Central Rivers Farmshed

We organize events, programs, workshops and resources that help support a local food economy.

The Pre-Columbian Amazonian Black Earth Re-emerging Today: A Source of Global Regeneration
By Frédérique Apffel-Marglin, Founder and Director, Sachamama Center for Biocultural Regeneration
October 15, 6:00 pmCo-sponsored by the UWSP College of Natural Resources International Programs Committee

Working with Indigenous communities in the Peruvian Highlands, the Sachamama Center has recreated the black earth of the Amazon (which Brazilians call terra preta de indio and the locals call by its Quechua name: Yana Allpa) using biochar, compost, and forest micro-organisms.  The local Kichwa-Lamista people have a tradition of making offerings to the spirits of the earth, which are included as part of the soil building and agricultural practices.  These methods and practices are applicable throughout the world to sequester carbon, build soil, and maintain/re-create cultural traditions.  During this presentation and conversation, Frederique will share the work of the Sachamama Center in Peru and discuss its application here and across the world.

Frédérique Apffel-Marglin, PhD. is Professor Emerita, at Smith College and distinguished visiting professor at the College of the Environment in Wesleyan University (2013-14). She founded Sachamama Center in 2009 which she directs and finances. She has spent years in India and Peru working with indigenous peoples and farmers. She was a research associate at the World Institute for Development Economics (WIDER) in Helsinki, a part of the United Nations University, for several years in the 1980’s and early 1990’s. Along with the Harvard economist Stephen A. Marglin, she has directed several research projects questioning the dominance of the modern paradigm of knowledge.  Since 1993, she has been invited to collaborate with activist/intellectual groups in Peru and Bolivia and with one of them, PRATEC, has published The Spirit of Regeneration: Andean Culture Confronting Western Notions of Development (Zed Books & St.

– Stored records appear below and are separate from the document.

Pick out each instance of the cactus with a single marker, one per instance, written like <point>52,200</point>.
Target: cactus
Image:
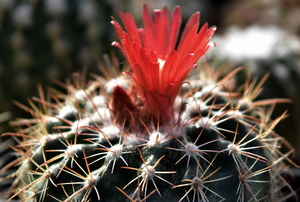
<point>147,135</point>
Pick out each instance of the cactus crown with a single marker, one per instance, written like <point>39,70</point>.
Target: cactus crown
<point>135,142</point>
<point>159,66</point>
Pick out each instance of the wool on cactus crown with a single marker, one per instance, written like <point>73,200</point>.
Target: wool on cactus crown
<point>144,136</point>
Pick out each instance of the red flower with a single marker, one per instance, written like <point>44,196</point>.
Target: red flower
<point>159,66</point>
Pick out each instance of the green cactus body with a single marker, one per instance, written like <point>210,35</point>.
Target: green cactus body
<point>201,142</point>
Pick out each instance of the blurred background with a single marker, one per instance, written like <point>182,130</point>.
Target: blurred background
<point>43,40</point>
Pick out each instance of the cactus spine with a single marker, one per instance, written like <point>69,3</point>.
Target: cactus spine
<point>150,138</point>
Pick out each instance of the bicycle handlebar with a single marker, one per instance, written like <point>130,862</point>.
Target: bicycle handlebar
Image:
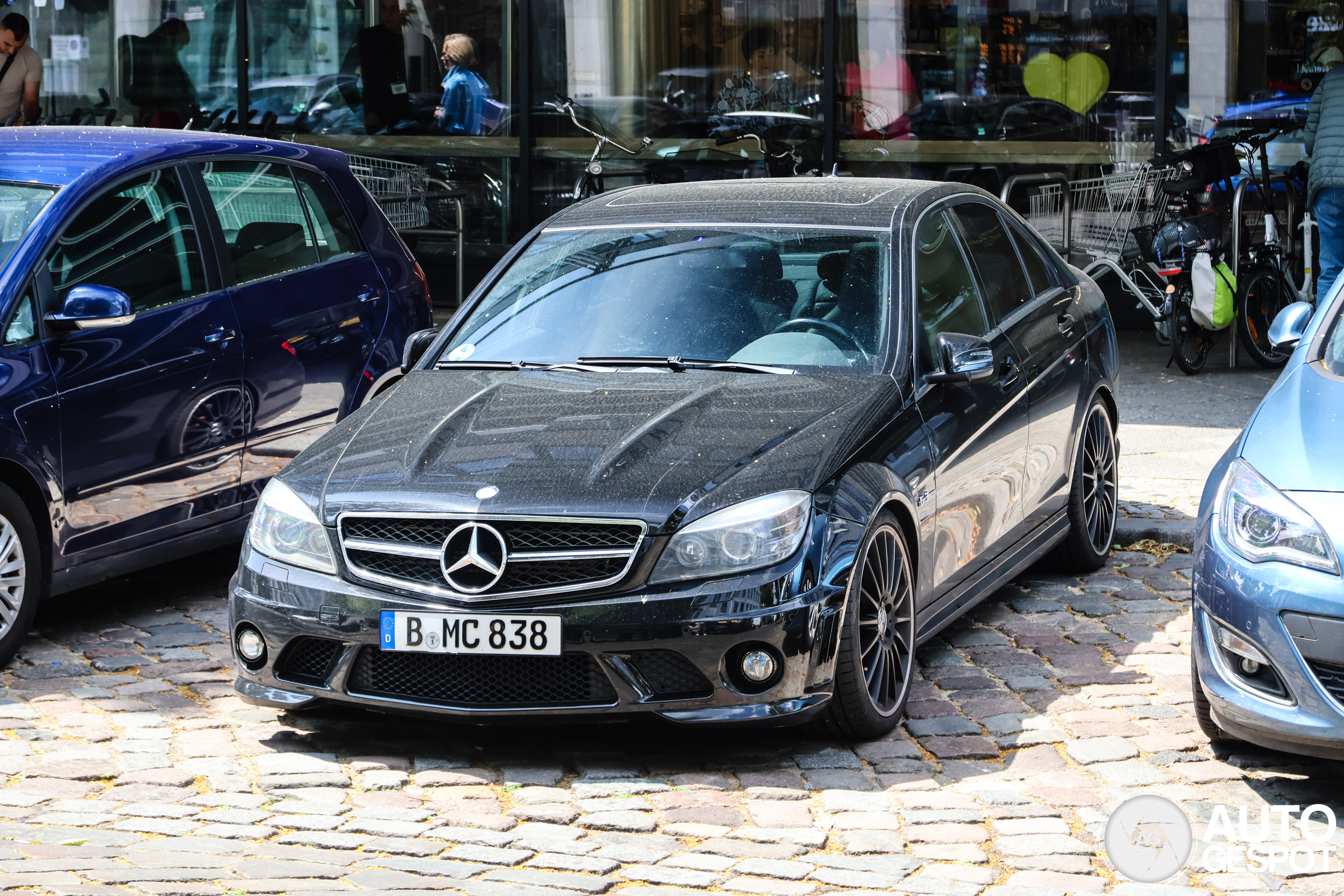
<point>566,105</point>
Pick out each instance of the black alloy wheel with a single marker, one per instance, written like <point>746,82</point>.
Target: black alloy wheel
<point>877,638</point>
<point>1093,498</point>
<point>1190,342</point>
<point>215,419</point>
<point>1260,297</point>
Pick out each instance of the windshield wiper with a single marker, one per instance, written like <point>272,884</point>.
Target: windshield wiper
<point>515,366</point>
<point>679,364</point>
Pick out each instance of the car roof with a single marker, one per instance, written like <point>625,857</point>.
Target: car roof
<point>61,155</point>
<point>832,202</point>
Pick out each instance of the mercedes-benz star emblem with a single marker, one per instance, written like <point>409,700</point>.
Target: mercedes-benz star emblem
<point>474,558</point>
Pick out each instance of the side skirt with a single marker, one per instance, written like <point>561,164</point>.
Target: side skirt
<point>102,568</point>
<point>1004,568</point>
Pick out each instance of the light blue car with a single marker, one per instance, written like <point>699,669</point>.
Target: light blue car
<point>1269,597</point>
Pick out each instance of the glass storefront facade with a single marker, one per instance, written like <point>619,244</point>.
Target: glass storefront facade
<point>970,90</point>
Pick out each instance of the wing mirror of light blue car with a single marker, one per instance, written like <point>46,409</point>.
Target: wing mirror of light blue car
<point>1289,324</point>
<point>92,307</point>
<point>416,345</point>
<point>965,359</point>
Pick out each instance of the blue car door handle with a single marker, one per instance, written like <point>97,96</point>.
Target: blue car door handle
<point>219,336</point>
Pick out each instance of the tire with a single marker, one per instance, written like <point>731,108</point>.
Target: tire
<point>874,671</point>
<point>218,417</point>
<point>1260,299</point>
<point>1093,498</point>
<point>1202,711</point>
<point>20,573</point>
<point>1190,342</point>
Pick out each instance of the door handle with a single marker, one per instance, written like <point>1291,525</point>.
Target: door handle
<point>221,336</point>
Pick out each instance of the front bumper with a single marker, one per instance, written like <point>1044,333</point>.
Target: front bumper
<point>706,625</point>
<point>1263,601</point>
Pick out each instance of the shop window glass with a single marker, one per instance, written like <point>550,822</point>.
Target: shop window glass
<point>1002,279</point>
<point>331,224</point>
<point>262,218</point>
<point>947,294</point>
<point>138,238</point>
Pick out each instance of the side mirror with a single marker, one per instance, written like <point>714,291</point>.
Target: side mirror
<point>416,345</point>
<point>965,359</point>
<point>1289,324</point>
<point>90,307</point>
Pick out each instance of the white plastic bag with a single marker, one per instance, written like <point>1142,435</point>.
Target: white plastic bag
<point>1202,279</point>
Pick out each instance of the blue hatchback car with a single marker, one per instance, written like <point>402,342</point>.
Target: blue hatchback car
<point>182,315</point>
<point>1269,597</point>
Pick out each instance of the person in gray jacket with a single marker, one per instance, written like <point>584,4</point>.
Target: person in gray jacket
<point>1326,182</point>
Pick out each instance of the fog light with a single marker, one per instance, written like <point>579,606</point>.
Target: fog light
<point>250,645</point>
<point>757,666</point>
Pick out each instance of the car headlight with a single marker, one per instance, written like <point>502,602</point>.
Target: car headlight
<point>745,536</point>
<point>1261,523</point>
<point>286,529</point>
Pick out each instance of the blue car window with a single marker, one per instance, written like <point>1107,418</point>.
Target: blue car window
<point>139,238</point>
<point>335,233</point>
<point>23,324</point>
<point>947,296</point>
<point>262,218</point>
<point>19,206</point>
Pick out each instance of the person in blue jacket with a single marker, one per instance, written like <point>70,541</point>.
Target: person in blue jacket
<point>466,93</point>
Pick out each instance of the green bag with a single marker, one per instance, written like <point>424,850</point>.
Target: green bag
<point>1225,297</point>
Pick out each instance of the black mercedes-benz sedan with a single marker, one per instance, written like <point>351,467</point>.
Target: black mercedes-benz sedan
<point>718,452</point>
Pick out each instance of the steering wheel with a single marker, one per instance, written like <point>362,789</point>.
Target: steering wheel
<point>808,323</point>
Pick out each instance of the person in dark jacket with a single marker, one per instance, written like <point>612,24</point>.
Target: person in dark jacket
<point>1324,140</point>
<point>466,93</point>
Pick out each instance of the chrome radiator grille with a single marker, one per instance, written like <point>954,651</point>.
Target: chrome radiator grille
<point>533,555</point>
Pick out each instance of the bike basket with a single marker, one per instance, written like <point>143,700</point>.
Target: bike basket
<point>1174,239</point>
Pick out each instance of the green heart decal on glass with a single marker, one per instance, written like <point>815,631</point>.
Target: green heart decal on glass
<point>1077,82</point>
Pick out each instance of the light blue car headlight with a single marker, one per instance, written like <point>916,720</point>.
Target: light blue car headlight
<point>1263,524</point>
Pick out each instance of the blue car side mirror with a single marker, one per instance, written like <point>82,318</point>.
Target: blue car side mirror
<point>1289,324</point>
<point>90,307</point>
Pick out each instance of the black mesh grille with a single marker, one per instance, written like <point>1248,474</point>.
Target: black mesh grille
<point>521,535</point>
<point>412,568</point>
<point>1330,676</point>
<point>466,680</point>
<point>543,574</point>
<point>308,660</point>
<point>671,675</point>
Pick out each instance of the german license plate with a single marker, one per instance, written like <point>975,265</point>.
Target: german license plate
<point>503,635</point>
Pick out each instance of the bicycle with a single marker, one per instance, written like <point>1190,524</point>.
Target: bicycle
<point>591,179</point>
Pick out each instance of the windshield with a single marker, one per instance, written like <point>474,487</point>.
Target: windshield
<point>19,205</point>
<point>791,297</point>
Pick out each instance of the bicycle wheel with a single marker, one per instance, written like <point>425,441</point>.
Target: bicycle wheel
<point>1191,343</point>
<point>1260,297</point>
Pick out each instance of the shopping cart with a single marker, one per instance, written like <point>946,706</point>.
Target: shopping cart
<point>1098,217</point>
<point>397,187</point>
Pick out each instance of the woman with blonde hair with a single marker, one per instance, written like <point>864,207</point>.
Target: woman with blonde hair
<point>466,93</point>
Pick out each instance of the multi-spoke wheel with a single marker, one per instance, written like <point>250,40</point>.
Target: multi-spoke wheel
<point>20,573</point>
<point>877,638</point>
<point>1093,495</point>
<point>215,419</point>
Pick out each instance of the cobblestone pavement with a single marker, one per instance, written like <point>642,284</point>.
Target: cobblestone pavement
<point>130,767</point>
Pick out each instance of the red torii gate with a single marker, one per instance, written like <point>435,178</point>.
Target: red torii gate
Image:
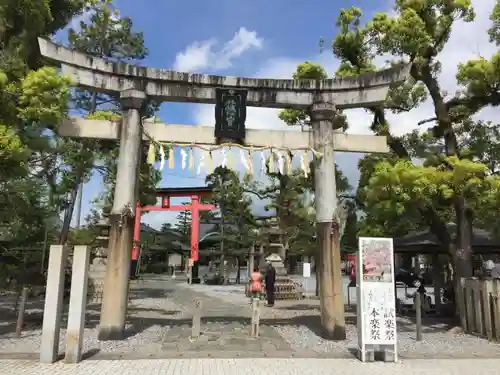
<point>195,206</point>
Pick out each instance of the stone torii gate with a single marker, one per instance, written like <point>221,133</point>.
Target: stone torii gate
<point>135,85</point>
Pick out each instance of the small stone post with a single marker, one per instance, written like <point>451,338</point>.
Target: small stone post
<point>77,304</point>
<point>255,324</point>
<point>20,311</point>
<point>251,261</point>
<point>196,326</point>
<point>54,293</point>
<point>115,296</point>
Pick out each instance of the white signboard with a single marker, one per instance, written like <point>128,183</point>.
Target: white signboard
<point>376,293</point>
<point>306,270</point>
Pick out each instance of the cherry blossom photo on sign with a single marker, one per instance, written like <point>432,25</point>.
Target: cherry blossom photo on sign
<point>377,262</point>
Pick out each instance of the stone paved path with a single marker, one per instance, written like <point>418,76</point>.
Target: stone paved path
<point>159,326</point>
<point>254,366</point>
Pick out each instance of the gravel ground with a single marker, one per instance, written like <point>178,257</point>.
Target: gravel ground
<point>438,341</point>
<point>146,313</point>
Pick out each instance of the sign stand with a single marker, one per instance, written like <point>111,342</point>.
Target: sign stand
<point>306,274</point>
<point>376,299</point>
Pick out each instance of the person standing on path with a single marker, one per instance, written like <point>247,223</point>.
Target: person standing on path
<point>255,283</point>
<point>270,280</point>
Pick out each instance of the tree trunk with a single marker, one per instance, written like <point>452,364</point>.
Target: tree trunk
<point>69,210</point>
<point>238,270</point>
<point>461,254</point>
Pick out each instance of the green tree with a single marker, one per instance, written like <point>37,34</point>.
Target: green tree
<point>237,220</point>
<point>33,101</point>
<point>104,35</point>
<point>349,240</point>
<point>449,180</point>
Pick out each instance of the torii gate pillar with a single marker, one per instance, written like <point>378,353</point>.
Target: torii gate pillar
<point>114,305</point>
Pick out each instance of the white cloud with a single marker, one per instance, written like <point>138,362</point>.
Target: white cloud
<point>204,55</point>
<point>468,41</point>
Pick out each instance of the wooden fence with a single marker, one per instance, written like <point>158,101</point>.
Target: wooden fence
<point>482,307</point>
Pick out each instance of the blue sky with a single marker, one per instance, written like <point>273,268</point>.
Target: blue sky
<point>245,38</point>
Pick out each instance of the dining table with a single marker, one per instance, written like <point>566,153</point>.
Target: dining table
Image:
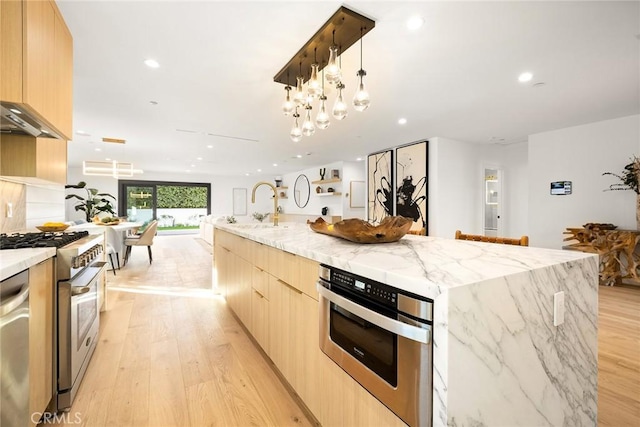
<point>114,234</point>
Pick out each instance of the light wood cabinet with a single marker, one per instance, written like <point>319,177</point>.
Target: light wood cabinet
<point>41,332</point>
<point>25,155</point>
<point>284,320</point>
<point>260,312</point>
<point>37,62</point>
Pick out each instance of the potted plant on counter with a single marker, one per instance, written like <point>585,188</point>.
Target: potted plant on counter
<point>94,203</point>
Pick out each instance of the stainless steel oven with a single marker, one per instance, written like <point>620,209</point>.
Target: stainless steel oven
<point>80,271</point>
<point>78,324</point>
<point>382,337</point>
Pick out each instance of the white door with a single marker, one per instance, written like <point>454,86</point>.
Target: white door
<point>492,202</point>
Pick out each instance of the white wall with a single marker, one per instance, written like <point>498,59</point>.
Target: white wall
<point>221,190</point>
<point>338,205</point>
<point>455,176</point>
<point>580,154</point>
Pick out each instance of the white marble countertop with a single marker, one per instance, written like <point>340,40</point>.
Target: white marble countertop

Martin press, 1998).  Her penultimate book based on her work in Peru is entitled Subversive Spiritualities: How Rituals Enact the World (Oxford, New York 2011).  More information about Frederique and the Sachamama Center is available at: http://www.casasangapilla.com/sachamamain/

Then the following week:
Peru: Learning and Applications for our Farmshed
By Jeremy Solin
October 22, 6:00 pm
Jeremy will share what he learned in Peru and its application in central and northern Wisconsin.  A free-will offering will be requested to support Farmshed’s Greenhouse Project.